Uma das maiores fraudes da história da ciência chegou ao seu capítulo final. A revista britânica “Nature” publicou a análise de tomografia computadorizada do Archaeoraptor, o fóssil forjado que enganou paleontólogos do mundo todo e expôs ao ridículo outra revista importante, a americana “National Geographic”.
O estudo do paleontólogo Tim Rowe, da Universidade do Texas em Austin (EUA), publicado semana passada pela revista (www. nature.com), mostra que o fóssil é o mosaico de pedaços de uma ave e quatro dinossauros diferentes.
O Archaeoraptor foi assunto de capa da “National Geographic” em novembro de 99. O caso era sensacional: um fóssil de dinossauro descoberto na China apresentava uma “combinação dramática” de características de pássaro e de dromeossauro, um dino carnívoro. Era, definitivamente, o elo perdido entre aves e répteis. Em outubro do ano passado, no entanto, a revista foi forçada a admitir que havia comprado gato por lebre. Descobriu-se que a tal “combinação dramática” não fora moldada pela evolução, e sim por contrabandistas de fósseis chineses. Para elevar o valor de mercado da peça, eles juntaram metade do corpo de um pássaro fóssil com a cauda e as patas traseiras de um dromeossauro.

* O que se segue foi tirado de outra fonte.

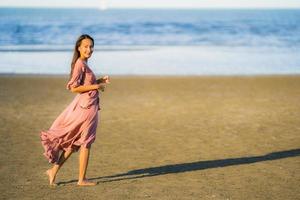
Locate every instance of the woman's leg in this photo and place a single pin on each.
(83, 163)
(54, 170)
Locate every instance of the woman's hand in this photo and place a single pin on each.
(104, 79)
(101, 86)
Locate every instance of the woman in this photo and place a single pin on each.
(76, 126)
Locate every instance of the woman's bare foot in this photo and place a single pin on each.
(51, 177)
(85, 182)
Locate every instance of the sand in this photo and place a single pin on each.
(160, 138)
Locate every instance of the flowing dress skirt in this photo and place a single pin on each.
(74, 127)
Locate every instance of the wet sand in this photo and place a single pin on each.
(160, 138)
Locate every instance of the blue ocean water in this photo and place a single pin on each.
(150, 27)
(212, 41)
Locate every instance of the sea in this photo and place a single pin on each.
(152, 41)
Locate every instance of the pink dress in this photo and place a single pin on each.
(76, 125)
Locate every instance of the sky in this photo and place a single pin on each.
(154, 3)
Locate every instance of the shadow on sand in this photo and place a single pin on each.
(193, 166)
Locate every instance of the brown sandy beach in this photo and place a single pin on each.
(160, 138)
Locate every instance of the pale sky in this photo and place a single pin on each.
(154, 3)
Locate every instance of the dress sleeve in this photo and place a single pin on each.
(77, 76)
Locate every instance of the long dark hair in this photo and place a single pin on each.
(76, 53)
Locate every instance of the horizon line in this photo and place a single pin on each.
(150, 8)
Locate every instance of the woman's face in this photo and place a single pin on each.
(86, 48)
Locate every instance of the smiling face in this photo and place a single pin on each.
(86, 48)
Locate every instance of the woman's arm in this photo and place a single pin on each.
(104, 79)
(86, 88)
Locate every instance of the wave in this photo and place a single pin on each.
(152, 27)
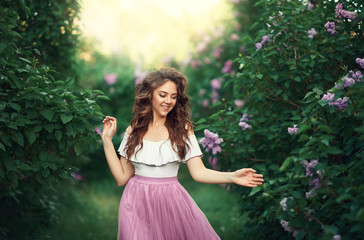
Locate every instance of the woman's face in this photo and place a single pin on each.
(164, 98)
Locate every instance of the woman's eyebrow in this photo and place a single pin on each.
(167, 92)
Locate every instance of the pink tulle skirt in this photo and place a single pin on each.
(160, 209)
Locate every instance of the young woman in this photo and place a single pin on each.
(154, 205)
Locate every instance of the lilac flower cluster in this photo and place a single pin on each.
(330, 27)
(288, 228)
(214, 163)
(315, 177)
(243, 122)
(293, 130)
(260, 44)
(336, 237)
(357, 76)
(310, 6)
(340, 103)
(340, 13)
(312, 33)
(215, 86)
(211, 141)
(360, 61)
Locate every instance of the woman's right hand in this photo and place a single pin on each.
(109, 128)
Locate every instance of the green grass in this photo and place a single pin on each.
(89, 210)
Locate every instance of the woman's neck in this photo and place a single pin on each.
(157, 122)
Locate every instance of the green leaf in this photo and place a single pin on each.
(58, 135)
(37, 51)
(333, 150)
(79, 148)
(18, 138)
(66, 118)
(286, 163)
(303, 128)
(31, 136)
(25, 60)
(96, 91)
(301, 235)
(200, 121)
(47, 114)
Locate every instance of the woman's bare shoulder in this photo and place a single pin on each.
(128, 130)
(189, 128)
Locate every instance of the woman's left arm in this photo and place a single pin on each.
(244, 177)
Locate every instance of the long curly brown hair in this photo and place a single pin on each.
(178, 120)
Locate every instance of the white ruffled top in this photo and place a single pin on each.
(159, 159)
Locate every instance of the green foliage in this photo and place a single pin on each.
(44, 127)
(214, 58)
(282, 85)
(95, 68)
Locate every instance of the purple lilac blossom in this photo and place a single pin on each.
(265, 39)
(340, 13)
(310, 6)
(310, 194)
(217, 52)
(286, 226)
(245, 125)
(315, 183)
(312, 33)
(207, 60)
(227, 66)
(330, 27)
(295, 232)
(216, 83)
(309, 166)
(356, 75)
(201, 47)
(205, 102)
(110, 78)
(328, 97)
(346, 82)
(202, 92)
(360, 61)
(98, 130)
(239, 102)
(214, 96)
(78, 176)
(349, 15)
(341, 103)
(339, 8)
(211, 141)
(244, 118)
(293, 130)
(259, 46)
(214, 163)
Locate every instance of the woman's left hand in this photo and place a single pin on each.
(247, 177)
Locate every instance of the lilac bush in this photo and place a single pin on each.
(307, 71)
(211, 141)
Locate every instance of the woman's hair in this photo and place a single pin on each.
(178, 120)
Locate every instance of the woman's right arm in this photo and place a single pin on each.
(121, 169)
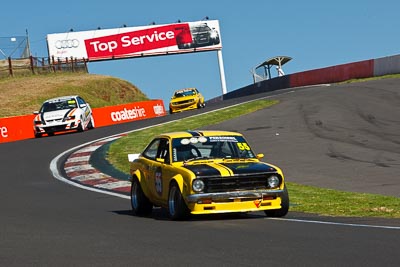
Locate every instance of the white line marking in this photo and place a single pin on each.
(336, 223)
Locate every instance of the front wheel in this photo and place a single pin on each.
(284, 206)
(141, 205)
(91, 123)
(177, 209)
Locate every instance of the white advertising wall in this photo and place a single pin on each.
(129, 42)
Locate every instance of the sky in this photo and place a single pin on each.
(314, 33)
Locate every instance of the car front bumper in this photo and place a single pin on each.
(238, 201)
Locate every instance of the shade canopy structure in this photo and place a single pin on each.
(263, 70)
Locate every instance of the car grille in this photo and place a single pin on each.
(236, 183)
(57, 128)
(190, 101)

O fóssil foi retirado ilegalmente da China e vendido nos EUA ao artista plástico Stephen Czerkas, por US$ 80 mil. Czerkas chamou dois paleontólogos, o canadense Philip Currie e o chinês Xu Xing, para descrever o animal.
A idéia de era coincidir a descrição científica do bicho com uma matéria sobre o animal na “National Geographic”. A fim de publicar a descrição na “Nature” ou na sua rival, a “Science”, Czerkas contratou Tim Rowe para fazer uma análise de tomografia computadorizada no fóssil. “Levou só algumas horas para perceber que o espécime estava quebrado em muitos pedaços e que nem todos haviam sido rearranjados corretamente”, disse Rowe à Folha.
Mas Czerkas resolveu levar a publicação na “National Geographic” à frente, mesmo depois de o trabalho ter sido rejeitado pelas duas revistas científicas. E ameaçou Rowe de processo caso publicasse os dados da tomografia.
A tramóia só veio abaixo um mês depois, quando Xing Xu encontrou, na China, um fóssil de dromeossauro cuja cauda era, sem dúvida, a do Archaeoraptor, e a “National Geographic” foi obrigada a desmentir a capa.
Só agora, depois de resolvidas as questões legais —o tal processo aconteceu, de fato—, o trabalho de Rowe (concluído desde outubro de 99) aparece na “Nature”. A análise mostra que a laje contendo o Archaeoraptor foi montada a partir de 88 cacos de pedra. Parte deles contém meio fóssil de um pássaro ainda desconhecido para a ciência, que está sendo estudado por Xu. Outra parte tem restos de dromeossauros que não podem ser atribuídos a um só espécime.
Para o paleontólogo, a fraude do Archaeoraptor mostra como o comércio de fósseis atrapalha a ciência. “Qualquer espécime que tenha uma etiqueta de preço é uma fraude em potencial”, disse. “Felizmente, um conjunto cada vez maior de técnicas pode ser aplicado agora à análise de fósseis”, afirma no estudo.
No Brasil, onde o comércio de fósseis é ilegal (assim como na China), as fraudes têm uma origem certa: a chapada do Araripe, no Ceará, uma das maiores minas de fósseis do planeta.
Uma dessas fraudes acabou eternizada no nome de um dinossauro. O bicho em questão era um crânio de espinossauro (carnívoro com focinho de crocodilo), contrabandeado para a Europa e descrito pelo paleontólogo David Martill, da Universidade de Portsmouth (Reino Unido), em 1996.
Durante a preparação (processo em que o fóssil é separado da rocha que o contém), a equipe de Martill descobriu que a ponta do focinho original havia sido quebrada e alongada artificialmente, para que os traficantes pudessem vender o restante. Martill ficou tão irado com a fraude que batizou o bicho de Irritator.